Downgrading from Strimzi 0.49 – 0.51 to Strimzi 0.48 or older is more complicated. The older versions do not support the v1 API. When downgrading, users would need to:

  • (At least initially) keep the newer CRD files including the v1 version in order to avoid problems with the User and Topic Operators that will be still using the v1 version for some time
  • Only after the User and Topic Operators are rolled, users can consider removing the v1 API version. However, this would have to be done manually as it would not be supported by the conversion tool.

Testing strategy

New system tests will be written to cover the CRD upgrades. In addition to that, a new pipeline based on the existing tests will be created that will use the v1 API from the system tests to manage the custom resources. This pipeline will use the existing tests (any existing system tests testing deprecated fields will be disabled in this pipeline).

Examples

The examples will be updated in the first phase to use the new v1 API. As our examples in general do not use any deprecated fields, the update will mostly mean only the change of the API version.

Documentation

The Overview, Get Started, and Deploying and Managing guides will be updated to use the v1 CRD version already in the first phase with Strimzi 0.49.0. The update will especially include all commands and all YAML examples. The example YAMLs will be updated in the API Reference as well. In addition to that, the generated reference will be also updated to include the information about the fields that will be present only in some versions.

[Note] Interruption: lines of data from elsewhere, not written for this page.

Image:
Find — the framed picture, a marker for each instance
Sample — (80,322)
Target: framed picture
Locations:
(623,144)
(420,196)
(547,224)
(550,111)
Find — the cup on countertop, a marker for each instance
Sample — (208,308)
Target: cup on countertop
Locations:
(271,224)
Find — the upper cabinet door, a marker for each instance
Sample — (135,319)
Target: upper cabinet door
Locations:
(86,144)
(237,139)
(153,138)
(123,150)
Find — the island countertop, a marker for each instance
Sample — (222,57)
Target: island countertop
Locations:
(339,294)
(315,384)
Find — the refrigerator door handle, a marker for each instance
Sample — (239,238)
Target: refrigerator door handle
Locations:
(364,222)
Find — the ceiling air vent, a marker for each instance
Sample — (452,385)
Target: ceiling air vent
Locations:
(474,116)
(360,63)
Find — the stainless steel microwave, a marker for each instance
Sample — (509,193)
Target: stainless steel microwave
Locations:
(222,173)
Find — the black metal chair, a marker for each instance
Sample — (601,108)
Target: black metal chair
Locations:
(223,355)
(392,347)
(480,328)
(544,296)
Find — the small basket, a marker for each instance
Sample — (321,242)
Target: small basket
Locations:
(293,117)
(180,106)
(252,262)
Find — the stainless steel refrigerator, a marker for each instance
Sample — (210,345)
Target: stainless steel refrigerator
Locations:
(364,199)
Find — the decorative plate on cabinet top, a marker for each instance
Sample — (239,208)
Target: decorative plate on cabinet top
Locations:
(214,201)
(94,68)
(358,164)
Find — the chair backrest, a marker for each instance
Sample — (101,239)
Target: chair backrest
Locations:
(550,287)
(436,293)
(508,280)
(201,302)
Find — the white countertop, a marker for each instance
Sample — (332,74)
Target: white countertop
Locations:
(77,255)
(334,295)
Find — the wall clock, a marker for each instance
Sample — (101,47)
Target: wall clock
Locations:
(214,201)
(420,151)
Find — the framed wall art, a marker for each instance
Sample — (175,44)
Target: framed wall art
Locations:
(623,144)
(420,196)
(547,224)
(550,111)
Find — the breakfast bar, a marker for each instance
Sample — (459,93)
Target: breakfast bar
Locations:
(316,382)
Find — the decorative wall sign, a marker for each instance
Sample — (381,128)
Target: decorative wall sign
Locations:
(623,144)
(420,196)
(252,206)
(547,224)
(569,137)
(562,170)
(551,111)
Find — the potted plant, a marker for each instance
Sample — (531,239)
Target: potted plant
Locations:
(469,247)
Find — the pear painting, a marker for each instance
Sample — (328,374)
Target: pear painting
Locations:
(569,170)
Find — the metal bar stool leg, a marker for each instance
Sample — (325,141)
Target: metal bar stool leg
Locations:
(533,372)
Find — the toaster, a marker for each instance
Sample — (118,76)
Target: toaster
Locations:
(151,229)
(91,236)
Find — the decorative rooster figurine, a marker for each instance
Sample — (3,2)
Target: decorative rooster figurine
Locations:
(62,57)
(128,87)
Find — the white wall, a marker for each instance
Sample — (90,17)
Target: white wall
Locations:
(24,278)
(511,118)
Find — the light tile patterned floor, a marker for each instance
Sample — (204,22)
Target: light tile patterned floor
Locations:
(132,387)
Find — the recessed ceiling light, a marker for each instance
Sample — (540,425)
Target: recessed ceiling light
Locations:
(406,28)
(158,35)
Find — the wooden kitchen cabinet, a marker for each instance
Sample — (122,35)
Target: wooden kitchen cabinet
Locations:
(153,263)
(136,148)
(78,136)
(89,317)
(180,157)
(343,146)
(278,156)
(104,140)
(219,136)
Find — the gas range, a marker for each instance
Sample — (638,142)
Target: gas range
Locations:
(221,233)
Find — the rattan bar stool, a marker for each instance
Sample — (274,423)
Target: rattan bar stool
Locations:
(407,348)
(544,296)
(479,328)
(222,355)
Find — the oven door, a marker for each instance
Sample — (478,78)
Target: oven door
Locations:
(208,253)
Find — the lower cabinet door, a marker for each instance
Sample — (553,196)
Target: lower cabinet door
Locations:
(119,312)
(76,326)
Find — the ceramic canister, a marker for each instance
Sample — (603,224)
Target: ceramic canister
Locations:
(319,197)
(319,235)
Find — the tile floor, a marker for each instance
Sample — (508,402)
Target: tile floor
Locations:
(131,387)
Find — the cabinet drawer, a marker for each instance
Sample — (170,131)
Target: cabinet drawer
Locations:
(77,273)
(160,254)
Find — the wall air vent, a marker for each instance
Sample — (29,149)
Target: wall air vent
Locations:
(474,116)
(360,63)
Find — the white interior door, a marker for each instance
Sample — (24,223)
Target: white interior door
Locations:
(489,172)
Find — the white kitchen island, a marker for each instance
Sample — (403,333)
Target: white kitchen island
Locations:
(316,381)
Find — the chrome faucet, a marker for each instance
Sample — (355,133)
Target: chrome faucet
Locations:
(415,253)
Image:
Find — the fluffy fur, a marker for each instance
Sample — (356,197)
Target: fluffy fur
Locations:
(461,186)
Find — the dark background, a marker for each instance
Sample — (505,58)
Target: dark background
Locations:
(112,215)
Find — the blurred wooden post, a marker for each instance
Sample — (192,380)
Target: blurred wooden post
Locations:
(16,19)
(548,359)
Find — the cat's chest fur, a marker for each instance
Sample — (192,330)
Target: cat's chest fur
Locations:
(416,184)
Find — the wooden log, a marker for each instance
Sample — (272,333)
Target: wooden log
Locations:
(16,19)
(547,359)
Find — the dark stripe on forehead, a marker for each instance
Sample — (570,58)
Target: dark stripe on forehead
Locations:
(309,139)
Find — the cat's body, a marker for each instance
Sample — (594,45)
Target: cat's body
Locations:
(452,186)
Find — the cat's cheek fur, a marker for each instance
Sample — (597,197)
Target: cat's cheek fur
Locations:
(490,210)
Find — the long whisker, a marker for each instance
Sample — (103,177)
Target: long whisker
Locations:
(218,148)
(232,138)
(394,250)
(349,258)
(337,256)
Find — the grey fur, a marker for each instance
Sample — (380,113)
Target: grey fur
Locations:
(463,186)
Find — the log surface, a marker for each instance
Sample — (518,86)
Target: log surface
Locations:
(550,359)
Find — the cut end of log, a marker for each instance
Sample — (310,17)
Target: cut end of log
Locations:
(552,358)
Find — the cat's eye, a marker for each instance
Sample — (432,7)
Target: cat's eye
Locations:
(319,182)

We will also add new sections to the documentation covering the automated and manual conversion and update the related upgrade and downgrade guides.

Related proposals

Remaining open points

The following points are still open and might result in future changes in the v1 schema:

These open points will be clarified in separate issues or proposals. They should not be blockers for this proposal. However, they need to be done before we release the 0.49.0 version with the v1 API, as we cannot remove anything from the v1 API once it is released.

Out of scope

The Strimzi Access Operator has its own CRD(s). These are out of scope of this proposal and are not affected by it. The Access Operator CRDs will transition to new versions on their own schedule as it matures.

Rejected alternatives

Switching the User and Topic Operators at a different schedule

I considered the possibility of switching the Topic and User Operators to use the v1 API as an additional step in the middle. That would mean that the whole issue with the KafkaUser resources and the operation field would not happen right away but only later.

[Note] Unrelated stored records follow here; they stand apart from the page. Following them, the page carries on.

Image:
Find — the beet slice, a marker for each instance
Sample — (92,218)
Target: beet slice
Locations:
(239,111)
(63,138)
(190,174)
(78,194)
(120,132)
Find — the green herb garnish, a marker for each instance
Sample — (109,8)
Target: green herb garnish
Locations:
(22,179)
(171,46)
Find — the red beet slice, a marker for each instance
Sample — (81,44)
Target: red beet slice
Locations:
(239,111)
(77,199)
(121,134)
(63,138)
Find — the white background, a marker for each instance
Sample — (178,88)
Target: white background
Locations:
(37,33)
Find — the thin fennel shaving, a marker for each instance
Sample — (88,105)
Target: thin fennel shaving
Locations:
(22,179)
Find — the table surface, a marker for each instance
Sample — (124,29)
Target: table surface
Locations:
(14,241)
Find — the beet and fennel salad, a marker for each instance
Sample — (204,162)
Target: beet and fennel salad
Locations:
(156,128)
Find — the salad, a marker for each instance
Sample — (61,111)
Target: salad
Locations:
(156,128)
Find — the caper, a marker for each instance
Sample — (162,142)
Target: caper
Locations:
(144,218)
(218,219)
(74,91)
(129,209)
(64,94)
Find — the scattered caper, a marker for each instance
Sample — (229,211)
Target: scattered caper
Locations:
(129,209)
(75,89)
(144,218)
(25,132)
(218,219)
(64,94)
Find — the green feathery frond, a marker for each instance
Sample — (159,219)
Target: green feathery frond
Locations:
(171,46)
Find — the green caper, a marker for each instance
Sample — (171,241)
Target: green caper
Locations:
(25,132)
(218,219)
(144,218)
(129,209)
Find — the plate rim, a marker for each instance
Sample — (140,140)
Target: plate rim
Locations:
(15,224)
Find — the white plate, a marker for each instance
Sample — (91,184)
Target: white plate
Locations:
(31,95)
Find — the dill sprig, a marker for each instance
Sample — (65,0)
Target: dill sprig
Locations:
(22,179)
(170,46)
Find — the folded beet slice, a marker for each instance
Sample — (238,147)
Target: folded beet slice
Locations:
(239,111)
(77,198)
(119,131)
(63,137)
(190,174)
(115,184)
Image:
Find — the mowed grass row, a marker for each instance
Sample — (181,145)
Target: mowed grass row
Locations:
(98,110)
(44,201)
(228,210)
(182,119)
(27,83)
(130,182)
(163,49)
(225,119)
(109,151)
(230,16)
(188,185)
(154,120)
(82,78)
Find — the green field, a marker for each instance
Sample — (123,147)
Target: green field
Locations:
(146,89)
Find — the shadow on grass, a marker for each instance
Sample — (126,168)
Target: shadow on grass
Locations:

Such an updated schedule would be for example:

  • Strimzi 0.49 introduces the v1 API in the CRDs but will not use it in any of our operators.
  • Strimzi 0.51 switches the User and Topic Operators to use the v1 API. At this point, users would need to take care that they do not use the operation field in the KafkaUser resource.
  • Strimzi 0.53/1.0.0 would switch the remaining operators to the v1 API and remove the older APIs from the CRDs.

I rejected this alternative because:

  • The transition would take longer
  • The transition would include more steps the users would need to go through:
    • This means they need to pay more attention during multiple upgrades
    • It would be harder to skip some of the versions

Conversion webhook

A conversion webhook can be used to help with the conversion of the custom resources. This could for example help with the initial update of the KafkaUser resource (the deprecated operation field). However, the installation and use of the conversion webhook is complicated as it has to run once per Kubernetes cluster and is configured directly in the CRD. Some users might also not have the access rights needed to install the cluster-wide webhook.

Therefore it seems that relying on the webhook would cause more work and effort compared to what value it actually delivers. And we might need to deliver the conversion tool together with it anyway.

Rejected API changes

There were many different changes to the Strimzi v1 CRD API that were discussed and eventually rejected. They are documented in the Changes to individual custom resources section under the different custom resources.